Appearing as themselves:
- Dayton Duncan - writer and co-producer of this film, among others
- Stephen E. Ambrose - historian who wrote Undaunted Courage about Lewis and the expedition
- John Logan Allen - geographer
- William Least Heat-Moon - writer
- Erica Funkhouser - writer
- James P. Ronda - historian
- Gerard Baker - member of the Mandan-Hidatsa, tribes who befriended the expedition
- Mylie Lawyer - descendant of Nez Perce Chief Twisted Hair, who befriended the expedition

==Production==
Funding for the film was provided by General Motors, the Pew Charitable Trusts, the Arthur Vining Davis Foundations, Corporation for Public Broadcasting, PBS viewers, the William T. Kemper Foundation, the William and Flora Hewlett Foundation and by the Montana Department of Commerce, whose voice-over in the original introduction draws a famous quote from a journal entry by Meriwether Lewis: "Montana, where 'scenes of visionary enchantment' can still be discovered".

Longtime Burns collaborator Geoffrey C. Ward served as Senior Creative Consultant.

Program advisors included Allen, Ambrose, Heat-Moon and Ronda. Program advisors not appearing on camera included Gary E. Moulton, Frank Muhly and Lynn Novick.

=="Help along the way" preview tour==
Ken Burns recalls in his Charlie Rose interview November 3, 1997 that primary film underwriter General Motors wanted to know how he wanted to celebrate their 10th anniversary of filmmaking together. He suggested, in keeping with the "help along the way" spirit of the expedition, a preview tour honoring the people of the cities along the trail who helped make the film possible.

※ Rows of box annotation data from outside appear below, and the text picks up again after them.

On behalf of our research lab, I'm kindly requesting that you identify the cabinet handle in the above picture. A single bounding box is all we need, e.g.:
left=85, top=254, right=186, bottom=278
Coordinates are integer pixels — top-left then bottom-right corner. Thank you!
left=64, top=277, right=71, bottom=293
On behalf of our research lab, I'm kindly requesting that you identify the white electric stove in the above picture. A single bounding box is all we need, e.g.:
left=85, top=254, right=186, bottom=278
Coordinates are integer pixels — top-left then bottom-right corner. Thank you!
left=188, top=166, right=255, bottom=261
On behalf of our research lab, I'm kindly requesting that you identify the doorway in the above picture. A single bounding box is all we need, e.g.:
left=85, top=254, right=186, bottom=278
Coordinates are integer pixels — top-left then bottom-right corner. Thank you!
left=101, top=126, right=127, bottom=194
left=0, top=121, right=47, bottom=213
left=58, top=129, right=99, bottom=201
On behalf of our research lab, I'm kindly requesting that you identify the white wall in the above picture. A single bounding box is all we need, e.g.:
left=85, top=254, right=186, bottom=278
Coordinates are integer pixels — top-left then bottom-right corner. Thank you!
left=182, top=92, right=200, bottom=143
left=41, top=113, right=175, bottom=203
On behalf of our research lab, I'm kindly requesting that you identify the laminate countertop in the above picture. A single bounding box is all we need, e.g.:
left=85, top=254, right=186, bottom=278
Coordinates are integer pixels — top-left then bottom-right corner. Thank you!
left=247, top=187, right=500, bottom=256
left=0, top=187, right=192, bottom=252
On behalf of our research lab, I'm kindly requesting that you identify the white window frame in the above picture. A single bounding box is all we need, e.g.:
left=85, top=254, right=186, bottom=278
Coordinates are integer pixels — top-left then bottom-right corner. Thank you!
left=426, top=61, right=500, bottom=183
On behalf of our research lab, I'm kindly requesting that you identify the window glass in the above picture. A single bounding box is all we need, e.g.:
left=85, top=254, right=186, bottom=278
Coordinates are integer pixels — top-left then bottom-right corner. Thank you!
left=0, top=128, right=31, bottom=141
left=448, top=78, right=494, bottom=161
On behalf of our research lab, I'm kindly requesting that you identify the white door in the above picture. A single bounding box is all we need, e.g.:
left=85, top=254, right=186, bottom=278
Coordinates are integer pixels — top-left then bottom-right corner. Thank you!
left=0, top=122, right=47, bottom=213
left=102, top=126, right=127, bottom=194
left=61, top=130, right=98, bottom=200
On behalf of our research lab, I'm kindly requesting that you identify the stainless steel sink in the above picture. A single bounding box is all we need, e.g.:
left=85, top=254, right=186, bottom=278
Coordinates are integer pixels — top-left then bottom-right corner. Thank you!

As part of these events, their segment of the completed film was previewed prior to its airing on PBS. When the preview tour reached Great Falls that October, nearby resident and film contributor Stephen E. Ambrose joined Burns and Duncan and many of the reenactors of the month-long portage of the five falls of the Missouri River as the completed film segment about the portage was previewed.

==Video releases==
- VHS - December 9, 1997.
- DVD - 2001 (PBS DVD Gold Edition, ISBN 0-7806-3235-4). This dual-sided DVD includes Part 1 of the film plus bonus Charlie Rose interviews with Stephen E. Ambrose from March 1996 and Ken Burns & Dayton Duncan from November 3, 1997 on Side A, and Part 2 of the film plus three bonus featurettes ("The Making of Lewis & Clark", "Ken Burns: Making History", and "A Conversation with Ken Burns") on Side B.

==Other media==
- A hardcover companion book, subtitled An Illustrated History, was published at the time of the film's debut. A paperback edition was released August 31, 1999. The book was written by Dayton Duncan, however, cover images available on retail sites also credit film co-producer Ken Burns as co-author.
- The soundtrack of the recordings used in the film was released on RCA at the time of the film's debut.